Chocolate Raspberry Tart
Our recipe for Chocolate Tart is easy to make by using puff pastry as a crust. The chocolate is mixed with cream to form a ganache (Think: the creamy centre in the middle of a chocolate truffle!). And then, it is poured over raspberries for a scrumptious finale!

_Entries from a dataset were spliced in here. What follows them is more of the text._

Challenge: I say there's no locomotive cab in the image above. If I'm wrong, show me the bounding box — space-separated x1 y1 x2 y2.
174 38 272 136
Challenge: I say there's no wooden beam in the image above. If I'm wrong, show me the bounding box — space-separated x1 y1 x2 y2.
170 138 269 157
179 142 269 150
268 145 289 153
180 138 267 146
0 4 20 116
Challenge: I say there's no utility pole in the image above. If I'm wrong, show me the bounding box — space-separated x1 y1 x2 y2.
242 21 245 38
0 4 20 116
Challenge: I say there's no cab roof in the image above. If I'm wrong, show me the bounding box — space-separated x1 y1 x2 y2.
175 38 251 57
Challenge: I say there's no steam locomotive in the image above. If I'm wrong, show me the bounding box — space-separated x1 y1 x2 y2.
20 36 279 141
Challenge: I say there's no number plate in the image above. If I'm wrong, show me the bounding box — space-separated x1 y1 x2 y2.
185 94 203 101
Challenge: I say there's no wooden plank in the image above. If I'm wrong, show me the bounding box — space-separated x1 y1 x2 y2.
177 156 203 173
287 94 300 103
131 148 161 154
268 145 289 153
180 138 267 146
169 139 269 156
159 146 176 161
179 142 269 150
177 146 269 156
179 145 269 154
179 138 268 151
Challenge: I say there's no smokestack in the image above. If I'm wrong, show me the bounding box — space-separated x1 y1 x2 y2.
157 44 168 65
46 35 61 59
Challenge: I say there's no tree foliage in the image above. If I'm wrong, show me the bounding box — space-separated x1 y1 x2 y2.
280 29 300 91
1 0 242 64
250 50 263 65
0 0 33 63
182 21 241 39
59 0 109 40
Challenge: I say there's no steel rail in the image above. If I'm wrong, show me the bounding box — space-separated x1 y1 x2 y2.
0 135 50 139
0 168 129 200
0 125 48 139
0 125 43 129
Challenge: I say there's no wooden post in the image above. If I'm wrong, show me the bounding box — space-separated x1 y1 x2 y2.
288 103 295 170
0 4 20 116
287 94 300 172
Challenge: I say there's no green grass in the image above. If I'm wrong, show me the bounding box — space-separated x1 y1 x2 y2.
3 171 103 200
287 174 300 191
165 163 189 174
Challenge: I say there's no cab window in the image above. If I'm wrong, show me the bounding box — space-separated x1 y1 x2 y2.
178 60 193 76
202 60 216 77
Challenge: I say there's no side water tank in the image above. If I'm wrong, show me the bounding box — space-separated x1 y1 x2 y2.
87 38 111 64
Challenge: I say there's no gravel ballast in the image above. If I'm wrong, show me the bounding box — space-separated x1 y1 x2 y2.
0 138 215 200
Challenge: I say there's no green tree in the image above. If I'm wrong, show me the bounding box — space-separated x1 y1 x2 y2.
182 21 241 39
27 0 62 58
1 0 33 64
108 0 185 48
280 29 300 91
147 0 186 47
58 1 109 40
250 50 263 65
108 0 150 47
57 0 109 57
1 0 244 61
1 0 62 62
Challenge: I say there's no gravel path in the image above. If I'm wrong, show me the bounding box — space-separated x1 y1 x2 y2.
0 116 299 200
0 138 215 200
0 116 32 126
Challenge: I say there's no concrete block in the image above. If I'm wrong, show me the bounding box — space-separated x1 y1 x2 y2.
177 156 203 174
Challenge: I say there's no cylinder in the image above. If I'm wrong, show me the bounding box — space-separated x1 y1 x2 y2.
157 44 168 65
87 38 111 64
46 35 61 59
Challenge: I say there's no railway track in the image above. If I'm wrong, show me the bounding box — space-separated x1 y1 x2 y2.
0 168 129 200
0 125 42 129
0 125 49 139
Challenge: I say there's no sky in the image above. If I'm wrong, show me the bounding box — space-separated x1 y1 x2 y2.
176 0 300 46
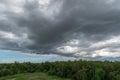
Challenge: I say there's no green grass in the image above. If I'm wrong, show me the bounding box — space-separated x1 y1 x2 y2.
0 72 70 80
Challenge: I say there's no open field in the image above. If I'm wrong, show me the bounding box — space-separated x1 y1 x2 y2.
0 72 70 80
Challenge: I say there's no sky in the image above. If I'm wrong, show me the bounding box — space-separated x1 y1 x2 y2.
0 50 75 63
0 0 120 63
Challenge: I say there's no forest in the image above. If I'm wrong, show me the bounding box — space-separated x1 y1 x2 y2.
0 60 120 80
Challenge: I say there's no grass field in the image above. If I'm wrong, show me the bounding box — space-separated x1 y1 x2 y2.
0 73 70 80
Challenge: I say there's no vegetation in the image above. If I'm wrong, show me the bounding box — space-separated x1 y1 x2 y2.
0 72 69 80
0 60 120 80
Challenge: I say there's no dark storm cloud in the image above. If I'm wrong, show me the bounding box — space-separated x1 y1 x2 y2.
0 0 120 59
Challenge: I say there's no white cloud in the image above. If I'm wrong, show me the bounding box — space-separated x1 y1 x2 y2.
0 0 120 60
0 31 18 40
56 35 120 58
38 0 50 5
39 0 63 20
90 36 120 48
0 0 24 13
92 48 120 57
75 52 88 57
106 0 115 4
57 46 79 54
0 31 34 47
67 39 80 45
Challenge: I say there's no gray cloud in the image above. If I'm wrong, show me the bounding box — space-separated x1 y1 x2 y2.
0 0 120 60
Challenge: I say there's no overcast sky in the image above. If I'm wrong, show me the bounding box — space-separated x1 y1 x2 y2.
0 0 120 61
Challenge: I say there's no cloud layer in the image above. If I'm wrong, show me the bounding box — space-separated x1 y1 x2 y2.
0 0 120 60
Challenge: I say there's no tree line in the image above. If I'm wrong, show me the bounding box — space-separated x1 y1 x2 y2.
0 60 120 80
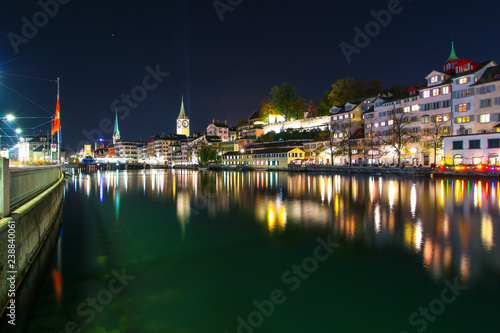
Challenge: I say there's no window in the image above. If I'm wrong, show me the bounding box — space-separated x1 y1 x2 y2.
366 123 372 128
430 76 439 83
469 140 481 149
477 85 496 94
435 114 450 122
442 87 450 94
488 139 500 148
455 89 473 99
459 77 469 84
480 99 492 108
453 141 464 150
432 89 440 97
457 103 468 112
442 100 451 108
388 120 394 125
421 115 430 123
422 90 430 98
479 114 491 123
380 121 386 127
404 106 411 113
457 116 471 123
411 105 420 111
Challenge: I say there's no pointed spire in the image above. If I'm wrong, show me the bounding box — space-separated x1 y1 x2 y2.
178 95 188 119
113 108 120 137
446 41 460 62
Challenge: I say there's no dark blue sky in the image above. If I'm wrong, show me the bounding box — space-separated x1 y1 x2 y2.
1 0 499 151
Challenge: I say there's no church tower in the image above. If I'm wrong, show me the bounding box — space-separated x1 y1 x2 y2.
443 42 460 74
113 109 121 144
176 96 190 137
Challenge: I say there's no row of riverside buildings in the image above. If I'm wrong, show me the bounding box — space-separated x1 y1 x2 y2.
88 44 500 168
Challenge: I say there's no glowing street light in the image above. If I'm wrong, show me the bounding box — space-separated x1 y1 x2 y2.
15 128 22 134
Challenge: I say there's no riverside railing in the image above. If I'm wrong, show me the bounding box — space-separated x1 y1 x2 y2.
0 158 62 218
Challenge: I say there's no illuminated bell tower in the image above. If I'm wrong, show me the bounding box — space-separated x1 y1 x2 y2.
176 95 190 137
113 109 121 144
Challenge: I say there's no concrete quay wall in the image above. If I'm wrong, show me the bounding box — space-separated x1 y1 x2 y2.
0 175 64 317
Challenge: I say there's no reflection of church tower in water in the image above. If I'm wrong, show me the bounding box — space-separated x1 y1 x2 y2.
176 96 190 137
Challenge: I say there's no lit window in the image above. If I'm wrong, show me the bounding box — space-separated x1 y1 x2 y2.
411 105 420 111
442 87 450 94
404 106 411 113
458 103 468 112
432 89 440 96
388 120 394 125
380 122 386 127
435 114 450 122
457 116 471 123
423 91 430 98
421 116 430 123
459 77 469 84
374 123 380 128
479 114 491 123
430 76 438 83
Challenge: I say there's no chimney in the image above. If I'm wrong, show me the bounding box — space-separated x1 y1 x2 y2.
213 118 215 124
225 119 227 125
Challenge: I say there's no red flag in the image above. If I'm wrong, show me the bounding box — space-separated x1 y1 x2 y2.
52 97 60 135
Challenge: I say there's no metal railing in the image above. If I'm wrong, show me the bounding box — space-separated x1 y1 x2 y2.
0 158 61 218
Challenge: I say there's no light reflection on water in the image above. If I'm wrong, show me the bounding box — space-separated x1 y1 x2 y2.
73 169 500 285
22 169 500 332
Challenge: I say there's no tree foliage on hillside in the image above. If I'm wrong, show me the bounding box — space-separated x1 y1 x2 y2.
198 144 220 166
327 78 384 106
270 82 305 121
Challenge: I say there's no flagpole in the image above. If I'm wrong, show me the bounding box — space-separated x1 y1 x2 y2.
57 77 60 164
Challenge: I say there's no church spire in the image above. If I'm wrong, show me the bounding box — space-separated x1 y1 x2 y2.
113 108 120 144
446 41 460 62
178 95 187 119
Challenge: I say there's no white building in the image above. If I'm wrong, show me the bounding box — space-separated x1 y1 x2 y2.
443 132 500 165
114 141 145 163
207 121 230 142
471 66 500 134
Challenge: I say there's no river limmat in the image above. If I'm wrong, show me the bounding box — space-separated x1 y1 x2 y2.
14 170 500 333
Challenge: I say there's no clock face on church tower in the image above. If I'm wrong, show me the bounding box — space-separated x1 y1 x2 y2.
177 120 182 128
182 120 189 128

Check out our upcoming baking classes!
Chocolate Raspberry Tart Recipe
Butter to prepare the mold
1 box PC Butter Puff Pastry, thawed
¾ cups dark chocolate, chopped fine
¾ cups 35% cream
3 tablespoons butter
3 cups raspberries
2 tablespoons sugar
1. Preheat oven to 350 F.
2. Butter a 9- inch tart mold.
3. Place puff pastry in the mold and pick with a fork.
4. Cut parchment paper into a 10- inch round.
5. Place on the bottom of the tart mold.
6. Fill with enough pie weights of dry beans to weight down the parchment paper.
7. Blind back the tart for 15 minutes until colour begins to form.
8. Remove and set on cooling rack.
9. Place chocolate in a bowl.
10. Bring cream to a boil.
11. Pour over chocolate. Slowly whisk until a smooth and become chocolate ganache.
12. Once ganache cools slightly, whisk in butter.
13. Crush raspberries and sugar together.
14. Press through a strainer or fine chinois. Place in tart shell.
15. Pour chocolate over top.
16. Allow tart time to rest so it can set—at least 1 hour.